Hey, the deal isn’t in the bag! Many talking pundits now see Canadian Prime Minister Justin Trudeau as the biggest obstacle to TPP closing. [3] To get this Pacific Rim trade deal across the finish line, some argue that Canada will need to hit the reset button on its relations with Japan. [4]

To growth,

Brennan Turner
President | CEO
TF: 1-855-332-7653
@FarmLead or @GrainCents on Twitter

At 7:50 AM CST in the North American futures markets (*not cash prices*):
(all prices in dollars per bushel unless otherwise indicated)
$1 USD = $1.2456 CAD, $1 CAD = $0.8028 USD)

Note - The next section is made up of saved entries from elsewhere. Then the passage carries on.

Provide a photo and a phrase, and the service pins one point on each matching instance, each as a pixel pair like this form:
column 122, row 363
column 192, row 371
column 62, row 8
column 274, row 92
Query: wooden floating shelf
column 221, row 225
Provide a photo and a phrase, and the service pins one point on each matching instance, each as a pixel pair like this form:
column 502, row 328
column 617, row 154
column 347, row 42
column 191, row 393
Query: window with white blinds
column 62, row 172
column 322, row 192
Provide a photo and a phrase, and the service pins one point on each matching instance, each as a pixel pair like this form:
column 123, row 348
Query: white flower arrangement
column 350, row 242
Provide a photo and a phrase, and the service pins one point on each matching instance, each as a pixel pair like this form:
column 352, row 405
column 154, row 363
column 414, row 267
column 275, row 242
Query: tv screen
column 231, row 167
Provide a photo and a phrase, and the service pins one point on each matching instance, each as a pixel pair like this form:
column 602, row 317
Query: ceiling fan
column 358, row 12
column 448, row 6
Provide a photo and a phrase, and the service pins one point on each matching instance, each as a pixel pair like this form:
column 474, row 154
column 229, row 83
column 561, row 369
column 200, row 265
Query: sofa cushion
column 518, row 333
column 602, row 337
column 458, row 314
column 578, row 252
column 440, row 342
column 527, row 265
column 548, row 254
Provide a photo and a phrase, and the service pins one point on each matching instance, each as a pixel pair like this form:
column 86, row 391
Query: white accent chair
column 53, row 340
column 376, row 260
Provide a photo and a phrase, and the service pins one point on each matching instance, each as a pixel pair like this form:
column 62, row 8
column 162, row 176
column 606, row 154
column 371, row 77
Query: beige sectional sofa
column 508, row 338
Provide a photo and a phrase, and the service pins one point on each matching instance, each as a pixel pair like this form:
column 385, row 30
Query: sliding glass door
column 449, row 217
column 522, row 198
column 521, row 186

Mar Corn: -0.5¢ (-0.15%) to $3.525 USD or $4.391 CAD
Mar Soybeans: -0.8¢ (-0.1%) to $9.68 USD or $12.058 CAD
Mar Soybean Meal (per short ton): -$0.30 (-0.1%) to $324 USD or $403.59 CAD
Mar Soybean Oil (cents per lbs): +0.02¢ (+0.05%) to 32.72¢ USD or 40.76¢ CAD  
Mar Oats: +2¢ (+0.8%) to $2.563 USD or $3.192 CAD
Mar Wheat (Chicago): +2¢ (+0.45%) to $4.235 USD or $5.275 CAD
Mar Wheat (Kansas City): +0.8¢ (+0.2%) to $4.278 USD or $5.328 CAD
Mar Wheat (Minneapolis): +1¢ (+0.15%) to $6.128 USD or $7.633 CAD
Mar Canola: +4.3¢/bu / +$1.90/MT (+0.4%) to $11.149/bu / $491.60/MT CAD or $8.951/bu / $394.66/MT USD

COMMODITY TRADING INVOLVES RISK AND MAY NOT BE SUITABLE FOR ALL RECIPIENTS OF THIS POST. Neither the information presented, nor any opinions expressed, constitutes a solicitation for the purchase or sale of any commodities. The thoughts expressed in this email and basic data from which they are derived are believed to be reliable, but cannot be guaranteed due to uncertainty about future events and complexities surrounding commodity markets. Those acting on the information are responsible for their own actions.